Dunlop answered that challenge rather effectively, rounding up a passel of Honda ST1300, Yamaha FJR1300, Suzuki GSF650 and BMW R1200RT sport-touring machines in the foothills of the Santa Monica mountains in California for a small group of journalists to ride. After Tireless Terry fit them all with the new Roadsmarts, he signaled to this shadowy figure named Leaky or Streaky or something like that, who pressed a hidden button on the palatial Dunlop Fun Mover and Voilà!, the heavens opened in a very untypical California rainstorm, perfect weather for sampling “the best wet-weather performance of any Dunlop road tire.” I had heard the Chinese have been working on weather control in preparation for the Olympics there, and there was a quiet guy named Lee lurking around who had put his rainsuit on at breakfast before there was any hint of precipitation, hmmm….

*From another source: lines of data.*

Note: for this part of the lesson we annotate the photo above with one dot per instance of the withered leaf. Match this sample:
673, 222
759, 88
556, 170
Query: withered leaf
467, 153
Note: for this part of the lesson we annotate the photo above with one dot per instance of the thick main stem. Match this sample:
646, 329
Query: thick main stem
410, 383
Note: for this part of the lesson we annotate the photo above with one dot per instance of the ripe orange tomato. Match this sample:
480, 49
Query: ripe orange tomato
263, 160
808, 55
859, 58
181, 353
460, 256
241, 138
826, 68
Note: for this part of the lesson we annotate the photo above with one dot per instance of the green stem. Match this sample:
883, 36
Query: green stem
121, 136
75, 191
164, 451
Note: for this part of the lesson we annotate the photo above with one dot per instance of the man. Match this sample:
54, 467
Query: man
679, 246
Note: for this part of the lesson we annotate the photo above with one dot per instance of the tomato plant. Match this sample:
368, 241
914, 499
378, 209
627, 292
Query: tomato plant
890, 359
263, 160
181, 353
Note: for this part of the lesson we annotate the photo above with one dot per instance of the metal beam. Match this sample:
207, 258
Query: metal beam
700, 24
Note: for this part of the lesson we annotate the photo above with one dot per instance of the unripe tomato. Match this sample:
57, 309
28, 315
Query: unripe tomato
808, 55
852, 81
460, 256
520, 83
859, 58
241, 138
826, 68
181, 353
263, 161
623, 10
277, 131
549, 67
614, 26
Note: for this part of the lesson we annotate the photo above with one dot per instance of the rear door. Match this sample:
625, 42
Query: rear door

Anyway, after that we suited up and rode the mucous out of this new tire for hours and hours and…well, until lunch. Regular meals are important when you’re tire testing, as load capacities may vary. I chose a late-model BMW R1200RT to ride, having put a couple thousand miles on one just a few months before on a European tour we affectionately nicknamed, “The Backstroke.” On the familiar but rather wet and dirty roads of the Santa Monicas, riding on the new Roadsmarts the Beemer felt well planted and confidence inspiring as always, with no untoward noises or wiggles and braking power–even on dirty surfaces–that I swear could roll up the toothpaste tube in your toilet kit. New front and rear profiles give the Roadsmarts a slightly higher tread drop–the distance between tread center and shoulder edge–than the D220, and I thought I detected a slight quickening of the Beemer’s excellent handling. I had no trouble staying with the lightning-fast group leader, either, who was riding an ST1300 in the wet as though it were a CBR1000RR on a pristine racetrack, creating a visual phenomenon that made him appear to be going more slowly than he really was. One journalist was so befuddled by this he actually tried to climb off his bike while still moving. Weird, but entertaining.
For longevity Dunlop has incorporated what it calls MT technology, appropriate for a product that is full of air or “MT,” or the initials of a certain brilliant motojournalist after which this technology certainly was not named. Rather, MT stands for Multi-Tread compound and describes how–on the rear Roadsmart tires–Dunlop has used a tough, cool-running and long-wearing compound in the center of the tread to provide straight-line stability, traction under braking and long tread life. To the left and right of this compound is a lateral grip compound developed to enhance traction at moderate-to-maximum lean angles. How they hide the seams between these compounds is a secret our multiple Cray computers here at Rider HQ have yet to reveal, but it should be any minute now. Wait, is that smoke….
Own a high-performance sport-touring motorcycle? Does it need tires? I think these Roadsmarts are pretty good. We’ll get some for a long-term bike and update this report soon.